Roerich's journey was an expansive one both literally in its geography (and as an explorer) and metaphysically as his orientation deepened towards the inner harmony betwixt religious expressions.
Stravinsky's journey was to strike deep and be more contained: an exploration of traditional, classical forms that refreshed them, renewed them. I was struck by something the composer, John Taverner said of Stravinsky that much of his music, the latter in particular, was rooted in a thorough and respectful understanding of traditional chant (both in Western, Catholic and Orthodox forms). In that sense, Taverner saw him as a 'traditionalist' upholding a sacred view of the human: one that sat uncomfortably with the 'romantic primativism' of his youth.
But perhaps the loosening of the former was a necessary component of discovering the latter - a stepping out of the conventionality of late nineteenth century materialism/utilitarianism, opened up a renewed discovery of the sacred beyond the 'projected primitive' of the romantic.

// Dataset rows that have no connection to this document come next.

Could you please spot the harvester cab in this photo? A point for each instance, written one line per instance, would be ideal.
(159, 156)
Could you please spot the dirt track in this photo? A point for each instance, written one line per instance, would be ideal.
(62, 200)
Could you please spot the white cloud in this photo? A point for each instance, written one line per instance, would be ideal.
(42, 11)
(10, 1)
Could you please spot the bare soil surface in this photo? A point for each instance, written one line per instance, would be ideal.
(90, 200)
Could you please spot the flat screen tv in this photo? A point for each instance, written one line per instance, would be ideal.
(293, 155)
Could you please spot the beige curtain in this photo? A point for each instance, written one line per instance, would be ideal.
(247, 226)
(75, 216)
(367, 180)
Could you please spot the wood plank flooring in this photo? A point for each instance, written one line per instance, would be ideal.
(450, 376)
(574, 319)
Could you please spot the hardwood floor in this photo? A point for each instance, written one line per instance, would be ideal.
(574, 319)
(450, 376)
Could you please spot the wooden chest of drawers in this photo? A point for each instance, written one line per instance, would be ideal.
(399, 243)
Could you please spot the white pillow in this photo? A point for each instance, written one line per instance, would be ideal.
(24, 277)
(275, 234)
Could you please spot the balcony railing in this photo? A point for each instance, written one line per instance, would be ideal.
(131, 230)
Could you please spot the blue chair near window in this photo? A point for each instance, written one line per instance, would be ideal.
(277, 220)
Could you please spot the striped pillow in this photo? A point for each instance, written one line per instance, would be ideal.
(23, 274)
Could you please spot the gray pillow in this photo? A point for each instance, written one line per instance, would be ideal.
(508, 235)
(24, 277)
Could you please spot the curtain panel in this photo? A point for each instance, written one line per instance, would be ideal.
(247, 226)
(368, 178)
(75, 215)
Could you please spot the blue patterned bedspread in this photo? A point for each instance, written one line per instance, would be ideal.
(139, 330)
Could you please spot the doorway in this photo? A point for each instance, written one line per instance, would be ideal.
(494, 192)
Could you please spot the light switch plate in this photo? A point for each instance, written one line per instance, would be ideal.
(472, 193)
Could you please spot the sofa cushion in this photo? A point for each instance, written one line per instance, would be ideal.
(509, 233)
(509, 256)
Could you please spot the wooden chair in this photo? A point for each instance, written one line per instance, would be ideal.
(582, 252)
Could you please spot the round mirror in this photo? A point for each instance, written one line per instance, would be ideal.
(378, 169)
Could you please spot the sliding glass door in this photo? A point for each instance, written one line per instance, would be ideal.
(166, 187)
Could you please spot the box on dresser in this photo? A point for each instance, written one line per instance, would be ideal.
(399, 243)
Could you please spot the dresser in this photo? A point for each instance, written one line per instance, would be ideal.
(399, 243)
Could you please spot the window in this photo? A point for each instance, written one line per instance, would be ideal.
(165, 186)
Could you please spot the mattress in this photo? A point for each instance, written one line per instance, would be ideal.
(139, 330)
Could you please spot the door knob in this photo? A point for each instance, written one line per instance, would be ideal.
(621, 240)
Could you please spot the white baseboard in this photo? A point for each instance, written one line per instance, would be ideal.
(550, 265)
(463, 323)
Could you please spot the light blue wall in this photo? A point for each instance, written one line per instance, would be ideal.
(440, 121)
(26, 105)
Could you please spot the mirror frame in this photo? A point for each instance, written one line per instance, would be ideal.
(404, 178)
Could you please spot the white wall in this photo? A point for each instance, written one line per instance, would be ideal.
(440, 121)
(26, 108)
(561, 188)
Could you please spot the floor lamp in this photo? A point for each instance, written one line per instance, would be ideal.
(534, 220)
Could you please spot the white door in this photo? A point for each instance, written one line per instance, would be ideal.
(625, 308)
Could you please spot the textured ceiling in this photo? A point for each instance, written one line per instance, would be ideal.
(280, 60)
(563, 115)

Roerich met the people and places that had held his fantasy face to face and they dissolved the fantasy into an imagined real. Stravinsky met the forms of a tradition that imagined the real and yet yearned for renewal: new forms that went beyond romantic yearning that he sought then to make and offer. Both moved on from the fanciful yet liberating Rite to a more disciplined encounter with the demands of a sacred art towards ritual, even as that 'ritual' was not confined to anyone particular tradition.